I tromboni che coprono i suoni armonici

Un conto è esprimere soddisfazione per l’arresto del boss mafioso (l’ultimo?) Matteo Messina Denaro, un conto è cavalcare trionfalisticamente l’evento come sta facendo gran parte della politica ed il governo. Si è scatenata immediatamente la corsa a mettere il cappello sopra questo fatto, dimenticando bellamente che questo arresto arrivo con appena trent’anni di ritardo.

Meglio tardi che mai, ma questo ritardo è inquietante e impone parecchie riflessioni sul fenomeno mafioso e i suoi legami con la politica, la società e le istituzioni. Se non esistessero questi legami, la latitanza di questo personaggio sarebbe durata molto meno.

Come si legge in una nota del Quirinale, “il presidente della Repubblica, Sergio Mattarella, ha telefonato questa mattina al Ministro dell’Interno e al Comandante dell’Arma dei Carabinieri per esprimere le sue congratulazioni per l’arresto di Matteo Messina Denaro, realizzato in stretto raccordo con la Magistratura”. Poche appropriate e sobrie parole per cogliere il vero significato “istituzionale” dell’evento, che in un certo senso potrebbe e dovrebbe rappresentare la vera novità da cogliere e coltivare. Il resto mi è sembrato fuffa retorica, strumentale e fastidiosa, mirante a buttare fumo negli occhi.

La lotta alla mafia è il nostro problema e lo rimane anche dopo questo arresto eccellente, che non cancella il fenomeno mafioso nel frattempo evoluto verso forme di affarismo delinquenziale sempre più sofisticate ed allargate. Se si è girata una pagina, non significa che il quaderno sia finito.

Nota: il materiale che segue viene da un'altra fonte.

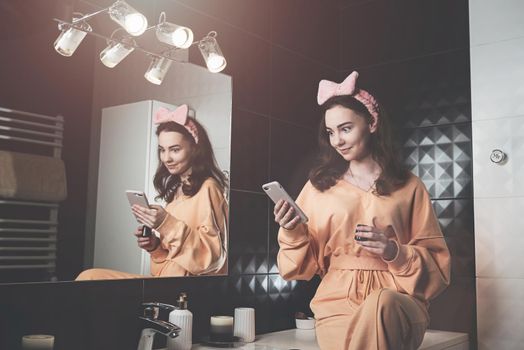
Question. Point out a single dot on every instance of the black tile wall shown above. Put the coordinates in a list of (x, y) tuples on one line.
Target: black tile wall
[(381, 31), (250, 135), (248, 233), (294, 87)]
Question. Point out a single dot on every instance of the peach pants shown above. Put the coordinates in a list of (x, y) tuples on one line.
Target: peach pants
[(105, 274), (386, 319)]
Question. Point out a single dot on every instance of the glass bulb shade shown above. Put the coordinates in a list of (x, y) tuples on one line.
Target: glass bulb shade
[(215, 60), (175, 35), (114, 53), (157, 70), (128, 18), (70, 38)]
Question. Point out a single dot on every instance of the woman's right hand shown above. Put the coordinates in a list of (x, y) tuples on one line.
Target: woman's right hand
[(285, 215), (148, 243)]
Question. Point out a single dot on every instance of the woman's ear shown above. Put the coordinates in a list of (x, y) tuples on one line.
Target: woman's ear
[(373, 125)]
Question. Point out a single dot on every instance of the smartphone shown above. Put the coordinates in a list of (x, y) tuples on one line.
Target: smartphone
[(139, 197), (276, 192)]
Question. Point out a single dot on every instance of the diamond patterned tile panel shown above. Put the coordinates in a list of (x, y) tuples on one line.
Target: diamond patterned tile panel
[(442, 157)]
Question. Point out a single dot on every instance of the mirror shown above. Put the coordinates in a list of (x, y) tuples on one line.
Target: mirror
[(123, 93)]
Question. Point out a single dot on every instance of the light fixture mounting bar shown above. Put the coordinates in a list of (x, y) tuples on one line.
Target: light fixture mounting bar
[(135, 46)]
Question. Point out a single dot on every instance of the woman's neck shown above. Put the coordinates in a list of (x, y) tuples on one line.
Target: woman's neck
[(185, 176)]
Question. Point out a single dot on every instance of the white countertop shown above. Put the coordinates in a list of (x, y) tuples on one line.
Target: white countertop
[(306, 340)]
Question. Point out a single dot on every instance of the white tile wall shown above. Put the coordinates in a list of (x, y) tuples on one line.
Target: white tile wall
[(497, 79), (495, 20), (496, 180), (497, 97), (500, 313), (499, 237)]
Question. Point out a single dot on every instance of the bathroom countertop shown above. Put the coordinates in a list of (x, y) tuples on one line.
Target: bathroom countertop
[(306, 340), (283, 340)]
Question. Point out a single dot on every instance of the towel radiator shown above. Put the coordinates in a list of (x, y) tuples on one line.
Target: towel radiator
[(28, 229)]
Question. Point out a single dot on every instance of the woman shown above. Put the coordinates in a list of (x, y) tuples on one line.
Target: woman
[(372, 234), (191, 231)]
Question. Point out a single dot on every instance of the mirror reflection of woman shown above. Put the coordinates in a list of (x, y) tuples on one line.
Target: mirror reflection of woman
[(372, 234), (190, 232)]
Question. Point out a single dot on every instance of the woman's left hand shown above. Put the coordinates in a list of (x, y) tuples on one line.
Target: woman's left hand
[(151, 217), (376, 242)]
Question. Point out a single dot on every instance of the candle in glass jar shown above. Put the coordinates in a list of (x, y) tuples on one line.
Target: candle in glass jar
[(221, 328)]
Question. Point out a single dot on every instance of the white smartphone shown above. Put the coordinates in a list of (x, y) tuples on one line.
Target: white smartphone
[(276, 192), (139, 197)]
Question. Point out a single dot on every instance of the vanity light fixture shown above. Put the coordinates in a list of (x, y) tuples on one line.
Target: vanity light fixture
[(116, 51), (134, 23), (212, 54), (70, 37), (173, 34), (128, 18), (157, 69)]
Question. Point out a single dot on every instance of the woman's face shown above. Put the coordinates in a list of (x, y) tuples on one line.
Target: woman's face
[(175, 152), (348, 132)]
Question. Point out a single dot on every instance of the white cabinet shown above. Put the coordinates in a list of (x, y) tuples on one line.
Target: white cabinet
[(127, 161)]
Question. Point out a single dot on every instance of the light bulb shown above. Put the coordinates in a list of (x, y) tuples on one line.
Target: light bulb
[(157, 70), (215, 63), (175, 35), (128, 18), (70, 38), (115, 53), (135, 24), (180, 37)]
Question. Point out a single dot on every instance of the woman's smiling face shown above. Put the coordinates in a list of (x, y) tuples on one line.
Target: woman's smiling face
[(348, 132), (174, 152)]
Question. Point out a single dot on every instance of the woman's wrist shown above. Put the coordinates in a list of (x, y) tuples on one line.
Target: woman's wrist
[(157, 241)]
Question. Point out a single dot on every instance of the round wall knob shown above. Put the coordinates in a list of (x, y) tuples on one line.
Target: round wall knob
[(497, 156)]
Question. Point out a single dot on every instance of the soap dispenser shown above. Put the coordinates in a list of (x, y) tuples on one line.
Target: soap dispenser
[(183, 318)]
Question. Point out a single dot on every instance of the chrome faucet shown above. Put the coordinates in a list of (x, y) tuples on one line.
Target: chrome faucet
[(153, 325)]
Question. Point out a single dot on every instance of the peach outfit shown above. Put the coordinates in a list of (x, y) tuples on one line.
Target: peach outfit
[(364, 302), (193, 238)]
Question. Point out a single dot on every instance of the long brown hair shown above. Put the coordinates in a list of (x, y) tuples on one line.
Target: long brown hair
[(384, 151), (202, 159)]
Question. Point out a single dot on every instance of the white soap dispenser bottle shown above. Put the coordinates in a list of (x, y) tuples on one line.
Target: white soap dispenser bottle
[(183, 318)]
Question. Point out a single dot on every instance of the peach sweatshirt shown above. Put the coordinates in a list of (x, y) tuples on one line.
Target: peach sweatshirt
[(326, 243), (193, 234)]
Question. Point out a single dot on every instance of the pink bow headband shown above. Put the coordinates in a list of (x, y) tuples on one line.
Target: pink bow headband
[(179, 116), (328, 89)]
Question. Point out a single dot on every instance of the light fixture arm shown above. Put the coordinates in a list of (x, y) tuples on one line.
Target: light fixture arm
[(88, 16)]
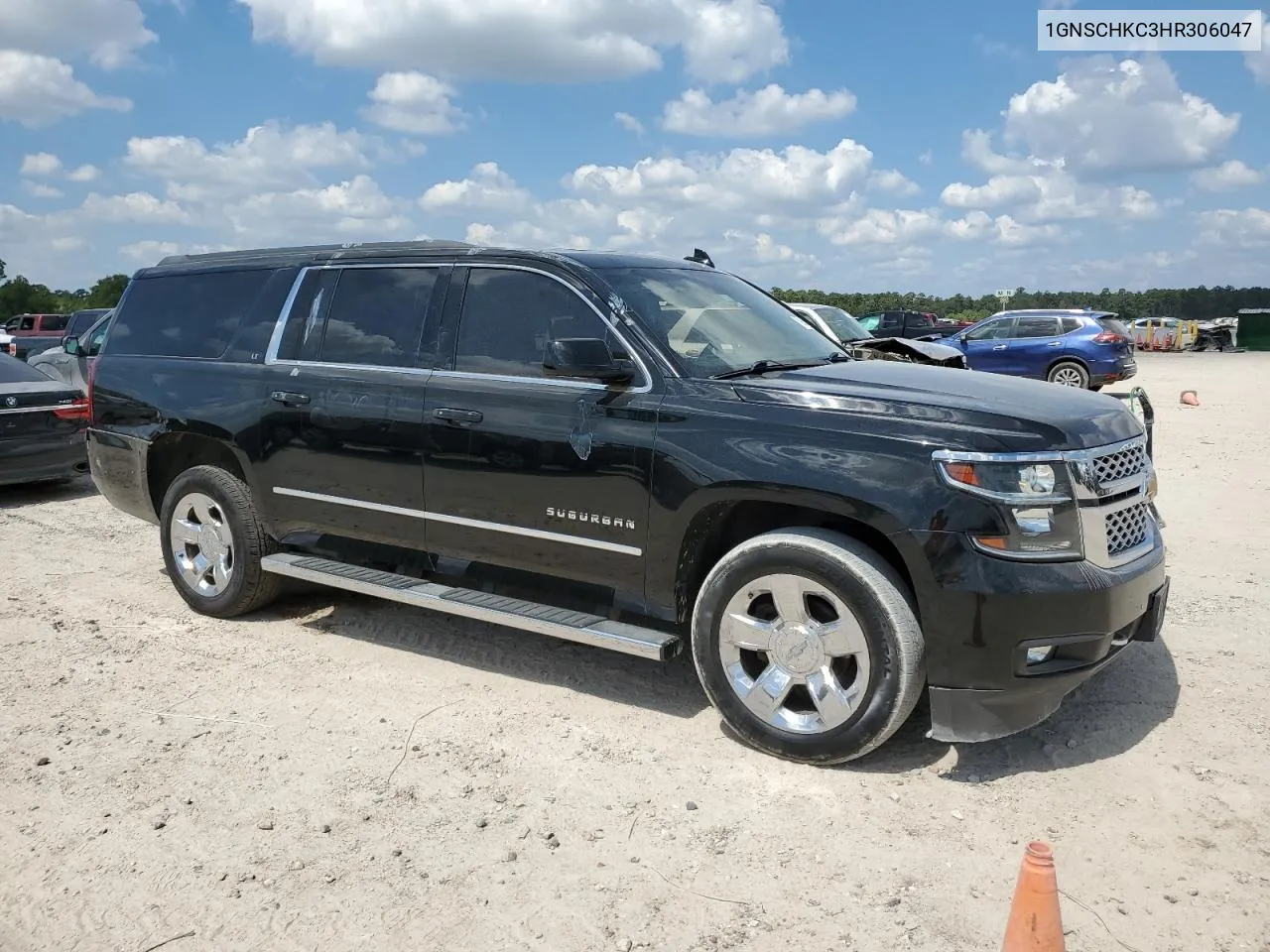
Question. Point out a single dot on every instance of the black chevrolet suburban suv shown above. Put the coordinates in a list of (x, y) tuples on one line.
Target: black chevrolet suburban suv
[(636, 453)]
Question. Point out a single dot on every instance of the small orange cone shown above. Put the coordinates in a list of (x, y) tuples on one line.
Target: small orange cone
[(1035, 924)]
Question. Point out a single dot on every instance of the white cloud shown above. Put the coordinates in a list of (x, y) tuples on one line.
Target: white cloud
[(39, 90), (894, 181), (84, 173), (1102, 116), (39, 189), (108, 31), (1228, 176), (354, 209), (413, 103), (488, 188), (41, 164), (1259, 61), (140, 207), (1234, 227), (737, 179), (268, 158), (724, 41), (630, 123), (150, 252), (766, 112)]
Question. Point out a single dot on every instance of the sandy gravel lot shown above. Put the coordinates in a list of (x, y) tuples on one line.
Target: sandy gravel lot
[(252, 782)]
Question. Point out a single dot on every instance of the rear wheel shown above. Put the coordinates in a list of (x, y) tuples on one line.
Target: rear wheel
[(213, 542), (807, 644), (1070, 375)]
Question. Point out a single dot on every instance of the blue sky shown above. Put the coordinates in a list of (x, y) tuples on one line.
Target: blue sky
[(839, 145)]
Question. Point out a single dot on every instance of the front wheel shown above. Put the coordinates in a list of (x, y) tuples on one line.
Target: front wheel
[(1069, 375), (213, 542), (808, 645)]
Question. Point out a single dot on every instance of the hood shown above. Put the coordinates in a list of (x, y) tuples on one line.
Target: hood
[(1020, 416)]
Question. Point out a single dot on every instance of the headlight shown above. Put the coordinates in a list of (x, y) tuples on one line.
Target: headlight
[(1034, 497)]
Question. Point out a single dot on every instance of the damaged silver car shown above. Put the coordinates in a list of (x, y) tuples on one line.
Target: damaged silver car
[(841, 327)]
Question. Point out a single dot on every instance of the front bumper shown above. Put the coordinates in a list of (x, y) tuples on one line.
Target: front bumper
[(968, 715)]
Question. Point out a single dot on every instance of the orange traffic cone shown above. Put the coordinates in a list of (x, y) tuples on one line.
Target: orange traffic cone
[(1035, 924)]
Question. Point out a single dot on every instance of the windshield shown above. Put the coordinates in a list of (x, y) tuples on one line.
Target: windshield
[(842, 324), (715, 322)]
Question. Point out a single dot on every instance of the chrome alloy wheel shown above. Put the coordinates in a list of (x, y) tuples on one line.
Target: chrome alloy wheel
[(794, 654), (202, 544), (1069, 377)]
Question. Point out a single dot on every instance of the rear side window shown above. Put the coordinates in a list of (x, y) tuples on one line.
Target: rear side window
[(376, 316), (185, 315), (1037, 326)]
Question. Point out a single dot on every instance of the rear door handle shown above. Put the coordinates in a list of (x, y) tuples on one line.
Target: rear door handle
[(452, 416)]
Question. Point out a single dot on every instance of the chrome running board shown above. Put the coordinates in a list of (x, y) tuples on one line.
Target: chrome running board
[(480, 606)]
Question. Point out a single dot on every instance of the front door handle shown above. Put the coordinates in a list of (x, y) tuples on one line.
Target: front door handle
[(452, 416)]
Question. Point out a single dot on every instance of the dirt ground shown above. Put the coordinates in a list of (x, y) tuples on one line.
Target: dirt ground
[(339, 774)]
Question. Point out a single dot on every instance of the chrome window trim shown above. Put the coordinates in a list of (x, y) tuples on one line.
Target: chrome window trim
[(45, 409), (461, 521), (271, 354)]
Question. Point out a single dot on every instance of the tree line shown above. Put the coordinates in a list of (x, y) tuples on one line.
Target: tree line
[(19, 296), (1202, 303), (1199, 303)]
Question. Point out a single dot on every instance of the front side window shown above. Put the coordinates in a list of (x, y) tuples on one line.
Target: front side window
[(509, 316), (714, 322)]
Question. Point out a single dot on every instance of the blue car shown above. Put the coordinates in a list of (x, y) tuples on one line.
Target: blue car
[(1075, 348)]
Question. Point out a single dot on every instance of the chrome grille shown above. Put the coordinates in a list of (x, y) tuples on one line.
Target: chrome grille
[(1120, 465), (1127, 529)]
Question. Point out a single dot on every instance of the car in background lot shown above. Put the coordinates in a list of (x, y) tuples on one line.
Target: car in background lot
[(1086, 349), (51, 334), (42, 426), (917, 325), (70, 361)]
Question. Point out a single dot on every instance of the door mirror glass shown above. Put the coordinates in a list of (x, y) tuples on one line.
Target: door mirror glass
[(585, 358)]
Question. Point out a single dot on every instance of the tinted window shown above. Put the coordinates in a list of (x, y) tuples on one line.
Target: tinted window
[(509, 316), (1037, 326), (992, 330), (375, 316), (14, 371), (185, 315)]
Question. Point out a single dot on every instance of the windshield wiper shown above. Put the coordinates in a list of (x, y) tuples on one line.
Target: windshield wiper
[(761, 367)]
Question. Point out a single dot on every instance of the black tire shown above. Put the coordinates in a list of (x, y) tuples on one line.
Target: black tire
[(1074, 371), (249, 587), (881, 604)]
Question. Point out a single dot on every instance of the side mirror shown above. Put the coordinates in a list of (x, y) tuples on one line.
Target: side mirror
[(585, 358)]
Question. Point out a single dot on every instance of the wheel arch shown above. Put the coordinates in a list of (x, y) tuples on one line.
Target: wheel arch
[(173, 452), (725, 518)]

Non credo che questo arresto possa suonare a consolazione per i famigliari delle vittime di mafia così come non credo che segni un distacco significativo della società dal fenomeno mafioso. Una giustizia che arriva con trent’anni di ritardo è più una beffa che una rassicurazione. Una latitanza durata trent’anni testimonia di una persistente area di omertà serpeggiante a tutti i livelli.

Il ministro degli Interni impegnato all’estero ha espresso il proprio rammarico per non poter partecipare alla “festa” (ma quale festa? non ricordo se abbia usato proprio questo termine, ma il concetto era questo) ed ha aggiunto che “ci vuole tempo ma la giustizia arriva” (una quasi barzelletta…).

“È una giornata storica, un giorno di festa per le persone per bene, per le famiglie delle vittime della mafia, perché il sacrificio di tanti eroi non era vano”. Lo ha detto la premier Giorgia Meloni ai cronisti a Palazzo di giustizia dopo l’incontro col procuratore capo di Palermo. “Mi piace immaginare che questo possa essere il giorno nel quale viene celebrato il lavoro degli uomini e delle donne che hanno portato avanti la guerra contro la mafia. Ed è una proposta che farò”. Forse si sta esagerando, ma ormai purtroppo tutto si muove in chiave mediatica e secondo logiche di mera strumentalizzazione politica.

Sinceramente non riesco ad unirmi a questo stentoreo coro di osannanti, preferisco pensare silenziosamente e coscienziosamente a tutti coloro che hanno dato la vita e che continuano a rischiarla, a quanti fanno silenziosamente il proprio dovere. È così che si combatte la mafia, non con le trombonate retoriche del momento.

Se da scuola portavo a casa un buon voto, mio padre, di mestiere imbianchino, era soddisfatto, ma non mi faceva tanti complimenti, anzi mi gelava dicendo: «T’è fat al tò dovér, né pu né meno che al tò dovér…Se a mi a m’ vén bén la pituräda ‘d ‘na cambra, ti co’ m’ dit? T’è fât al tò mester…».

Richard Strauss consigliava al buon direttore d’orchestra di non guardare i tromboni per non incoraggiarli. Io mi permetto di parafrasarlo pregando i buoni cittadini di non ascoltare i tromboni per non rovinarsi le orecchie.